I liked the idea and, while I have plenty of scuba diving experience, data diving was not something I was very familiar with. The problems I have worked on so far have pretty much always been big CPU vs big data. Thus I followed their Twitter feed and signed up to the London event (first in the UK/Europe?) when I heard about it.
National Rail had me arriving a little late and I was starting to get frustrated looking for the correct building but luckily I bumped into Sara Farmer (crisis mapper from UN Global Pulse and Standby Task Force fame and who I know via Taarifa & WaterMe) who pointed me in the right direction. The datadive had already kicked off with three main projects, each with quite a large team of 10-15 people. I joined the KeyFund project:
Keyfund invests in ideas. Groups plan, design and deliver their own projects, building confidence, aspirations, self-esteem and our 12 Keyfund skills. Through Keyfund, young people learn by doing. They experience first hand how effort can reap rewards and what it feels like to succeed.
The group was divided into two subgroups and our task was to extract any trends from the 20-odd csv files on KeyFund projects & their participants. For example, what age groups were gaining the most from the different project stages, which facilitators (police, social services, community, …) were most successful in helping participants progress, etc.
As I arrived quite late I missed the initial briefings so it took me a while to understand how the data fitted together but I contributed where I could with some scripting & data visualization. In the process I learnt a lot from seeing how others tackled the problem and the tools they used.
In general my take home messages were:
- First and formost, make sure you understand the problem domain and how the data was collected. Without this everything else is just a waste of time.
- Save yourself a lot of fiddling by ensuring you have a proper data dev environment setup with the necessary analysis libraries, database server/admin tools, CSV processing tools, visualization tools, etc.
- R is really useful and worth learning, together with a good foundation in stats. Time to start watching those Coursera classes.
- Some Excel foo is always useful to have
- Tableau is a really nice data visualization tool, though the fact that you can’t export to an image in the free version is just silly.
- CSV is the lingua franca of data analysis but save yourself a headache and try to use the same formatting rules & conventions throughout the analysis
Pretty obvious really, though it always adds an extra dimension to actually experience why they are important. Putting them all together then allows you to produce some really nice plots & PowerPoint choreography.

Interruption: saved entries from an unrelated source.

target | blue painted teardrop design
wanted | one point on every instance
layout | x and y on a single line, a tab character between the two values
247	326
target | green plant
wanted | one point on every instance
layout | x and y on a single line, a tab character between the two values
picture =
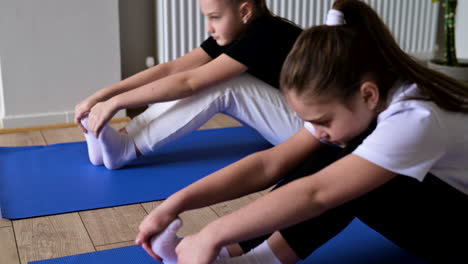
450	55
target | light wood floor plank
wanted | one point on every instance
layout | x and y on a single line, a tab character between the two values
51	237
22	139
113	225
116	245
220	121
8	252
5	222
193	220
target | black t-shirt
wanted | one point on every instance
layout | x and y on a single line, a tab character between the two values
262	48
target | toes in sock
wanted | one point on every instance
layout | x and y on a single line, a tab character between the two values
94	147
165	243
117	149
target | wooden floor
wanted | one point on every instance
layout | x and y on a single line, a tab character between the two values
22	241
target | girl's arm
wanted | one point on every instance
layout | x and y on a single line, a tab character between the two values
172	87
253	173
189	61
344	180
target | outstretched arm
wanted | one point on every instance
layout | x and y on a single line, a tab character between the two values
295	202
189	61
253	173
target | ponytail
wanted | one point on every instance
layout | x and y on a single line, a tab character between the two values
339	58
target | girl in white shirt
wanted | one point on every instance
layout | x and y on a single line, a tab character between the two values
385	140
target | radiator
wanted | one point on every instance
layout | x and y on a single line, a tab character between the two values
181	26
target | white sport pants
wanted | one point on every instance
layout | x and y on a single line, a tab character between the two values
245	98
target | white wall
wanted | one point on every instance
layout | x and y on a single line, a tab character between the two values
462	29
53	54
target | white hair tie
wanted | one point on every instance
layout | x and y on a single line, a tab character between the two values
335	18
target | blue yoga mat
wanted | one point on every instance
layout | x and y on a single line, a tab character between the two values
357	244
45	180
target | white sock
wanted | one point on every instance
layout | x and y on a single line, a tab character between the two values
117	149
165	243
94	147
262	254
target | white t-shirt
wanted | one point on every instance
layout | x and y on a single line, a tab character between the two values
414	137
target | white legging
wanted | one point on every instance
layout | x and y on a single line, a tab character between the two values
245	98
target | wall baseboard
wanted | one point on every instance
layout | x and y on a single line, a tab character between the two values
41	119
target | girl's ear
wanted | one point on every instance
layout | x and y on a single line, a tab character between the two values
370	94
246	11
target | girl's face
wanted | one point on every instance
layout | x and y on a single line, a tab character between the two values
332	120
224	21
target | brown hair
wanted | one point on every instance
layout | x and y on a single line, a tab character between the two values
260	7
333	61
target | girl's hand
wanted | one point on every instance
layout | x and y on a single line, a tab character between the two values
100	115
81	110
152	225
199	248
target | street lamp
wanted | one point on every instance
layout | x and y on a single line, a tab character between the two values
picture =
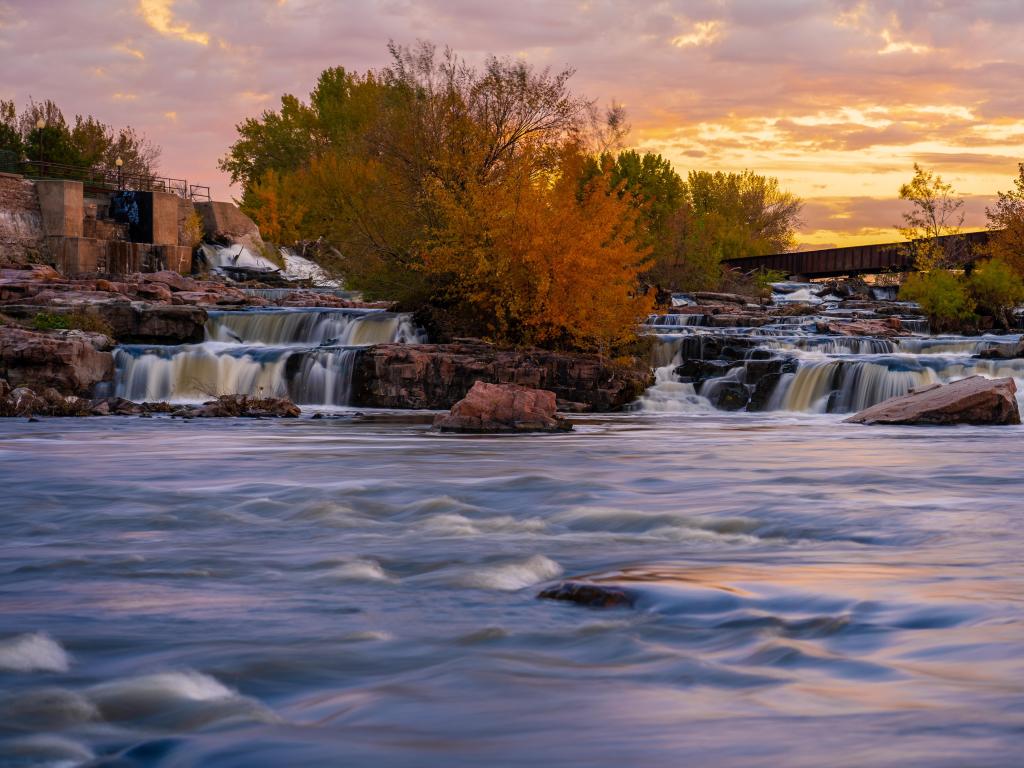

For example, using a box plot we can see that as the participants move through the stages they rate themselves higher across all skills. Progress!
We can also look at the distribution of stages across age groups and facilitators:
.. and link it to geographic deprivation:
Even simple wordle’s like this one (from team names) can be useful:
So overall a great event, shame I could not make it to the second day to see the final presentations. It was great to chat with the diverse mix of attendees, especially with DataKind founder Jake Porway himself after hearing him on the RCE podcast.
Lots more added to my “to-learn” list. Hope to get some of that done before the next data analysis event I will be attending: Rewired State: Parilament 2012.